Der Staatsrat kann Institutionen, die im Dienste des Behindertentransports stehen, einen Beitrag zur Anschaffung von Spezialfahrzeugen gewähren.

Das Ausführungsreglement regelt die Voraussetzungen für die Hilfe und deren Höhe.

5 Rechtsmittel

Art. 44 Beschwerde gegen Entscheide

Die in Anwendung dieses Gesetzes getroffenen Entscheide sind mit Beschwerde gemäss dem Gesetz über die Verwaltungsrechtspflege anfechtbar.

Der Artikel 22 Abs. 2 bleibt vorbehalten.
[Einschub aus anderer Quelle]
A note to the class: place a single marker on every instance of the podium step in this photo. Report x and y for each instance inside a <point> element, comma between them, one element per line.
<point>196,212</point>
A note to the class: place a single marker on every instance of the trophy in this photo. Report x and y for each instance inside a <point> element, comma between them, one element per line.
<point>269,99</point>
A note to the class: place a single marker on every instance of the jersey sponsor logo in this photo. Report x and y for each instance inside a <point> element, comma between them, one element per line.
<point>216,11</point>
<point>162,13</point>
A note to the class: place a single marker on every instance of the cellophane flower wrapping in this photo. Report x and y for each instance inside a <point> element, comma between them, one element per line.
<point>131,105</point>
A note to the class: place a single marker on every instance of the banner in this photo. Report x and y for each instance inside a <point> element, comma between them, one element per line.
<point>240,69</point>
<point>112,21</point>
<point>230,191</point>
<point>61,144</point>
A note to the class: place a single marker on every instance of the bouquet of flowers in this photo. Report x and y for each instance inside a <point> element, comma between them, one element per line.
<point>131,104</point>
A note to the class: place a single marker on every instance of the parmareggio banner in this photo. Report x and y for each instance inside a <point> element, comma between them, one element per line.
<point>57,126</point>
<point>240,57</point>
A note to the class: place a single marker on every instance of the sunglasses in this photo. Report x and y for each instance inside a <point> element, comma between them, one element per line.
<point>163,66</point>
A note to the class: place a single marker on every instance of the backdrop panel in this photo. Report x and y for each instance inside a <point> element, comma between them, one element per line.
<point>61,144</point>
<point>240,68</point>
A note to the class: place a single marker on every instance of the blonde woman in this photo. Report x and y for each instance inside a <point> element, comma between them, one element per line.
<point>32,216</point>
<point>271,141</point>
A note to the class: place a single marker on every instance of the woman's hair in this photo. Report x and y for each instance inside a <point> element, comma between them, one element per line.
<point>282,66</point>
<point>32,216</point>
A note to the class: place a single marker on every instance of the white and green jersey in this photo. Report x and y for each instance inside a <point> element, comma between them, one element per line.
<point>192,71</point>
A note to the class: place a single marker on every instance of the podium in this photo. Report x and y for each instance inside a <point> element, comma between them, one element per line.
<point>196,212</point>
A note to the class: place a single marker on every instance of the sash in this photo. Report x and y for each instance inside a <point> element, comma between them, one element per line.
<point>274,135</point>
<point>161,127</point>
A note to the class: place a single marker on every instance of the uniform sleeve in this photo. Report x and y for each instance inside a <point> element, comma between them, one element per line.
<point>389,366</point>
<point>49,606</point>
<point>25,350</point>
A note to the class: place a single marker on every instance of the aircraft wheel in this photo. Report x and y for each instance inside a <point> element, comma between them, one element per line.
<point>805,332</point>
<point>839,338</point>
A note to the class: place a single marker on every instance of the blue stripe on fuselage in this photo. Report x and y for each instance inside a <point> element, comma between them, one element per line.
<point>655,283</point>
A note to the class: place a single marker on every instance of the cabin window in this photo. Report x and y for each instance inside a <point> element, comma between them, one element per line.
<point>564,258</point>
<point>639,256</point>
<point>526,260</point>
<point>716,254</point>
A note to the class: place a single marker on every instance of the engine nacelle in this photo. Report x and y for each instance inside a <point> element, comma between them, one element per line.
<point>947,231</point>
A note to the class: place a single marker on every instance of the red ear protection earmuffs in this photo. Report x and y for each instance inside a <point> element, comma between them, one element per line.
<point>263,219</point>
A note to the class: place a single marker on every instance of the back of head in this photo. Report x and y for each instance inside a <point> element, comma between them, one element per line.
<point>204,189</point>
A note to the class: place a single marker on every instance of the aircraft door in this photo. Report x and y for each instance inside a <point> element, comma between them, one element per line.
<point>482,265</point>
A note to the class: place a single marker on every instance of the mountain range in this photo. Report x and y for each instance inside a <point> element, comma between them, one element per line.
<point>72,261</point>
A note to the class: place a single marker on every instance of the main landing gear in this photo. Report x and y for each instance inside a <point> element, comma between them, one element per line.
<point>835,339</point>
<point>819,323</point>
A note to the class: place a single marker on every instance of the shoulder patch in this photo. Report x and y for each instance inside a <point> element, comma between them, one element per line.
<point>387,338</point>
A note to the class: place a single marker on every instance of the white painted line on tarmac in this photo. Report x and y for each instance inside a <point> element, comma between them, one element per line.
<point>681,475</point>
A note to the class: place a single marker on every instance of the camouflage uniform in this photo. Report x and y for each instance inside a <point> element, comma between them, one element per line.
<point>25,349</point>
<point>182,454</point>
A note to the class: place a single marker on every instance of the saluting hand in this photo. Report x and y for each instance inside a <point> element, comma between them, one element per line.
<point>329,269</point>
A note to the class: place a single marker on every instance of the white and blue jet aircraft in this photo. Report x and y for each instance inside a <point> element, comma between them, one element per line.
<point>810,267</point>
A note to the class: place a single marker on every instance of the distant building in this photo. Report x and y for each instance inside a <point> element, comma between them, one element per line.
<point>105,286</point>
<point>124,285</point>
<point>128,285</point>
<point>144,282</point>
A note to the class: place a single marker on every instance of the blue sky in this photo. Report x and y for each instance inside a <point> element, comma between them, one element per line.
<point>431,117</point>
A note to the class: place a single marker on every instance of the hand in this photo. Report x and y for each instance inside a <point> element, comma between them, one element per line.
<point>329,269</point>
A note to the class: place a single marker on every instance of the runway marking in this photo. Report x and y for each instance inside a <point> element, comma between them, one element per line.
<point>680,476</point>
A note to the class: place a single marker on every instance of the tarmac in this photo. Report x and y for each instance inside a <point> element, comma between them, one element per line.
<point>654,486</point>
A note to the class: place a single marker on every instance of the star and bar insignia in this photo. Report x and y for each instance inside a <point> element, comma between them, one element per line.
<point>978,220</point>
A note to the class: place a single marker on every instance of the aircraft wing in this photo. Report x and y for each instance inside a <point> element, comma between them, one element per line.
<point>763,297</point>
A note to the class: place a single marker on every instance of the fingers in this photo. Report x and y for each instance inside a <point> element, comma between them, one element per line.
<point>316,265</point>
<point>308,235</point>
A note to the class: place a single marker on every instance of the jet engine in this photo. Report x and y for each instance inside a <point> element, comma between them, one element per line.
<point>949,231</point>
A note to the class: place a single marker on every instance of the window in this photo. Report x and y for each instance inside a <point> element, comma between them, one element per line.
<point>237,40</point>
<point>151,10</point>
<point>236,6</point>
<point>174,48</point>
6 Planung und Grundstückerwerb

Art. 45 Allgemeine Bestimmungen

Die Bestimmungen des Strassengesetzes über die Strassenpläne und den Grundstückerwerb gelten sinngemäss.

Art. 46 Enteignung

Sofern die Bundesgesetzgebung nichts anderes vorschreibt, werden die notwendigen Grundstücke und Rechte aufgrund des kantonalen Gesetzes über die Enteignung erworben.
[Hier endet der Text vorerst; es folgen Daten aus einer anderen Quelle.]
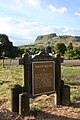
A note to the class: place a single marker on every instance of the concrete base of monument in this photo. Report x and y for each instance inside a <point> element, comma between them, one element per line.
<point>63,97</point>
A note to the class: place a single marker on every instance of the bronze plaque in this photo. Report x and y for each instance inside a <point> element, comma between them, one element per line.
<point>43,77</point>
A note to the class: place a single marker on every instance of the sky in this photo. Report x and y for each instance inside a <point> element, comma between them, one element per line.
<point>24,20</point>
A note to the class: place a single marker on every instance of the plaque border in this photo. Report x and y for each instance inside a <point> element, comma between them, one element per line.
<point>33,94</point>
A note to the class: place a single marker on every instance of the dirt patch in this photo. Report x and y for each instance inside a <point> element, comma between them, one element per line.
<point>51,112</point>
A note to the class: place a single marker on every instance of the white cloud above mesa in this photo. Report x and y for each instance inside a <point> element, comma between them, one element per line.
<point>34,2</point>
<point>24,32</point>
<point>77,13</point>
<point>59,10</point>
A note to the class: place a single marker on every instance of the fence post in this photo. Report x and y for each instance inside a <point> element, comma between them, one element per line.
<point>15,91</point>
<point>24,97</point>
<point>23,104</point>
<point>58,80</point>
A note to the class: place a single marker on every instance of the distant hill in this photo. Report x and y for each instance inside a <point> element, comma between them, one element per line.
<point>51,39</point>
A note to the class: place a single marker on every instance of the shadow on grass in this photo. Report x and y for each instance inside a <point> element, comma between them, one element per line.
<point>76,104</point>
<point>41,115</point>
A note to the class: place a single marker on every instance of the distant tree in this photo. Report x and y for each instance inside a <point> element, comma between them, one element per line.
<point>60,47</point>
<point>7,47</point>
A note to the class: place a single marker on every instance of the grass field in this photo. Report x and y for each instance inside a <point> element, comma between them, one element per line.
<point>12,75</point>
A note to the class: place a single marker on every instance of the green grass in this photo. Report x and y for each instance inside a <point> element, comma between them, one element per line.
<point>10,76</point>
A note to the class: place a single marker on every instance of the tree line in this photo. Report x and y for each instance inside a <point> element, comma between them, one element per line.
<point>8,50</point>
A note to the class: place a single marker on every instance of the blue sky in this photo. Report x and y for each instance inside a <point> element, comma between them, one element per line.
<point>24,20</point>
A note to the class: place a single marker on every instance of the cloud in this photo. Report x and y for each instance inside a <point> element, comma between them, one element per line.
<point>34,2</point>
<point>22,32</point>
<point>77,13</point>
<point>59,10</point>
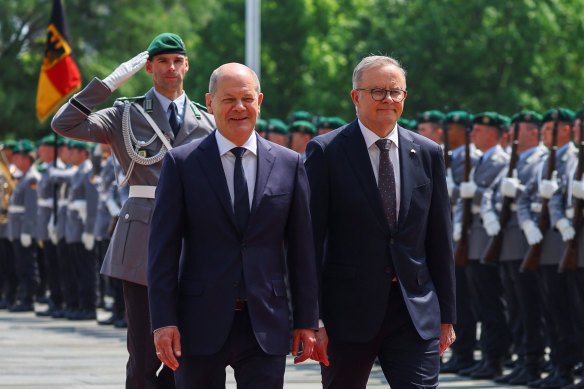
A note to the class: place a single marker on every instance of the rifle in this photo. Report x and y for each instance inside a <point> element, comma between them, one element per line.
<point>494,250</point>
<point>531,260</point>
<point>461,254</point>
<point>569,260</point>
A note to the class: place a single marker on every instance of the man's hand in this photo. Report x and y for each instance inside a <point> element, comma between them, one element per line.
<point>447,337</point>
<point>319,353</point>
<point>167,343</point>
<point>308,339</point>
<point>125,71</point>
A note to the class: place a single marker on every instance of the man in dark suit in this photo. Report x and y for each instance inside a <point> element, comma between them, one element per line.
<point>381,221</point>
<point>226,207</point>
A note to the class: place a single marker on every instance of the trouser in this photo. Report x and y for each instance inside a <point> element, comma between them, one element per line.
<point>142,362</point>
<point>51,260</point>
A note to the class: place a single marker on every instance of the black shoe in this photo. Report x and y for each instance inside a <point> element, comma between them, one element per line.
<point>22,307</point>
<point>493,368</point>
<point>122,323</point>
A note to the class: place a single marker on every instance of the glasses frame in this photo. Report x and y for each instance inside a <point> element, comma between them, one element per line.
<point>387,91</point>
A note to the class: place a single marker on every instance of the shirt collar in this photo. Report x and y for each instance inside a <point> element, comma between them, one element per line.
<point>225,145</point>
<point>165,101</point>
<point>371,137</point>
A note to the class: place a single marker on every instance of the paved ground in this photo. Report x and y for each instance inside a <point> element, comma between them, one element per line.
<point>47,353</point>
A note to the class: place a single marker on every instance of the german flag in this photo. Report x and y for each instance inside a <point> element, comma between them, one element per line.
<point>60,77</point>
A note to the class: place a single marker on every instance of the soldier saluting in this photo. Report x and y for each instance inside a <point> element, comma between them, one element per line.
<point>140,130</point>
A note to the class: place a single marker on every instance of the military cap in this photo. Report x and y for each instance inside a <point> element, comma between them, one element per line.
<point>277,126</point>
<point>299,115</point>
<point>302,126</point>
<point>432,116</point>
<point>564,115</point>
<point>261,125</point>
<point>492,119</point>
<point>166,43</point>
<point>458,117</point>
<point>526,117</point>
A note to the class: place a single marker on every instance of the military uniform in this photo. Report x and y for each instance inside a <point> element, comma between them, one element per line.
<point>129,127</point>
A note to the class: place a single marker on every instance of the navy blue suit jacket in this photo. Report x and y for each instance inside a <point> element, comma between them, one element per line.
<point>196,288</point>
<point>357,256</point>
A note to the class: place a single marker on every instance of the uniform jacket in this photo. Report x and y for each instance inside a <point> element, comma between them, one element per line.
<point>357,256</point>
<point>127,254</point>
<point>196,287</point>
<point>514,245</point>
Art. 47 Öffentlicher Nutzen

Als Fälle öffentlichen Nutzens gelten Bauten und Anlagen im Zusammenhang mit dem Bau und dem Betrieb der Verkehrsträger im Kanton, die Teil des durch dieses Gesetz geregelten Gesamtverkehrssystems sind.

7 Schlussbestimmungen

Art. 48 Raumplanungs- und Baugesetz

Das Raumplanungs- und Baugesetz vom 9. Mai 1983 (SGF 710.1) wird wie folgt geändert: ...

Art. 49 Aufhebung

Es werden aufgehoben:

  1. das Gesetz vom 11. Mai 1904 über die Beteiligung des Staates und der Gemeinden am Bau von Eisenbahnen (SGF 782.1);

  2. das Gesetz vom 20. November 1945 zur Revision des Gesetzes vom 11. Mai 1904 über die Beteiligung des Staates und der Gemeinden am Bau von Eisenbahnen (SGF 782.2);

  3. das Gesetz vom 27. November 1917 über die Beteiligung des Staates und der Gemeinden am Betrieb der Passagiertransportunternehmen per Automobil (SGF 783.1).

Art. 50 Vollzug und Inkrafttreten

Der Staatsrat wird mit dem Vollzug dieses Gesetzes beauftragt. Er bestimmt das Datum des Inkrafttretens.1

Footnotes

  1. [1] Datum des Inkrafttretens: 1. Januar 1995 (StRB 24.01.1995).